スペインの赤ワイン、特に熟成タイプと言えば、テンプラニーリョ種のワインが有名です。DOCa.リオハ、DO.リベラ・デル・ドゥエロを中心に高品質な高級ワインも数々あります。スペイン各地で昔から栽培されるため、同じテンプラニーリョでも、地方によって呼び方が異なるほど。なんと38ものDO.で認証されるスペインワインの代表的な品種です。
目次
地方によって呼び方が違う“テンプラニーリョ”
(色づく前のテンプラニーリョ)
呼び方は、カタルーニャ地方では、カタルーニャ語で“ウル・デ・リェブレ”(うさぎの目)と呼ばれ、カスティーリャ・イ・レオン地方のDO.トロでは、ティンタ・デ・トロ、同じくDO.リベラ・デル・ドゥエロでは、“ティント・フィノ”または“ティンタ・デル・パイス”、カスティーリャ・ラマンチャ地方のDO.ラマンチャでは“センシベル”。ポルトガルでも栽培されている品種ですが、ポルトガルでも地方によって“アラゴネス”“ティンタ・ロリス”などと呼ばれています。
スペインでテンプラニーリョが多く栽培されている理由
なぜこんなに様々な地方で栽培されているかというと、理由は3つ。ひとつは、様々な気候に適応しやすい強い品種だから。特に寒さに強いのが特徴です。ふたつめは、エレガントに熟成する品種だから。ワイナリー、醸造家にとっては、熟成に向くと分かっている品種のぶどうでトップカテゴリーのワインを作りたいはずです。みっつめは、木樽での熟成に適した品種でありながら、熟成なしの早飲みタイプでもフレッシュでいきいきとしたワインになるから。

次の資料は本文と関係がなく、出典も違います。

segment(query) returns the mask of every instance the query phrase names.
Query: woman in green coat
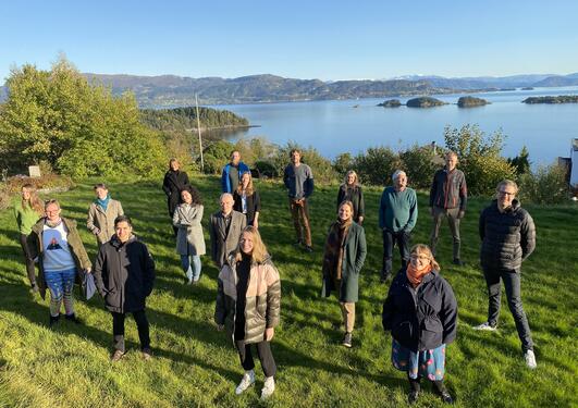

さまざまな気候に対応でき、いろんなタイプのワインが作れるということで、各地で栽培されています。また地域によってまるで別の品種のワインのように雰囲気が異なります。テンプラニーリョワインの有名どころの3つのDO.ごとにその特徴をご紹介します。
DOCa.リオハのテンプラニーリョ
(DOCa.リオハのワイナリー)
DOCa.リオハは、サブゾーンによって気候も土壌もかなり異なります。リオハ・アルタは海抜500メートル、最も高いところでは700メートルにも及びますが、リオハ・オリエンタルは250メートル。DOCa.リオハの西部のリオハ・アルタは大西洋の気候の影響を受け、東部のリオハ・オリエンタルは地中海の影響を受けた温暖な気候です。高地の畑のブドウは酸味が高く、温かい風の影響もあり、フレッシュな果実の風味を特徴とするワインになります。北部にあるリオハ・アラベサのワインは、デリケートで香り高いと言われます。リオハ・アルタはフルボディ、リオハ・オリエンタルは、ガルナチャ種とブレンドしたワインが特徴です。
DOCa.リオハの熟成ワインは、伝統的にアメリカンオークで熟成させます。そのためココナッツやバニラのような風味がすると言われています。
DO.リベラ・デル・ドゥエロのテンプラニーリョ
(DO.リベラ・デル・ドゥエロのブドウ畑)
DO.リベラ・デル・ドゥエロは、海抜850メートル。夏は40度を超える暑さ、冬はマイナス20℃になることも。この寒暖の差が素晴らしい品質のワインを生むと言われています。
DOCa.リベラ・デル・ドゥエロのワインは、カベルネ・ソーヴィニョンやメルロー、マルベックを少しブレンドすることもあります。
熟成はフレンチオークが主流で、バニラやチョコレートの風味がすると言われます。DOCa.リオハと比べると果実味が、しっかり熟した果実の風味がします。
DO.トロのテンプラニーリョ
(DO.トロのブドウ畑)
海抜600メートルから700メートル。とても暑い気候です。岩や石、粘土質の土を含む沖積層の土壌。個の土壌のおかげで水分を蓄えられます。激しい大陸性気候に少し大西洋気候の影響を受けています。などは40度を超え、冬はマイナス10℃、日照時間は2500時間を超えます。トロのテンプラニーリョワインは、アルコール度が高く酸味は低く、濃い色をしています。
おすすめのDOCa.リオハワインは?
このように同じテンプラニーリョのワインでもDOによってかなり異なります。
スペイン人にとってなじみのある典型的な熟成赤ワインは、例えばリオハ・アルタの「ロペス・デ・アロ」。鉄道の開通とともにリオハワインのメッカとして栄えたアロの街のワイナリーのものです。ほどよい酸味を保ちながら、しっかりしたボディでありながら、酸味とアルコールのバランスがいいワインです。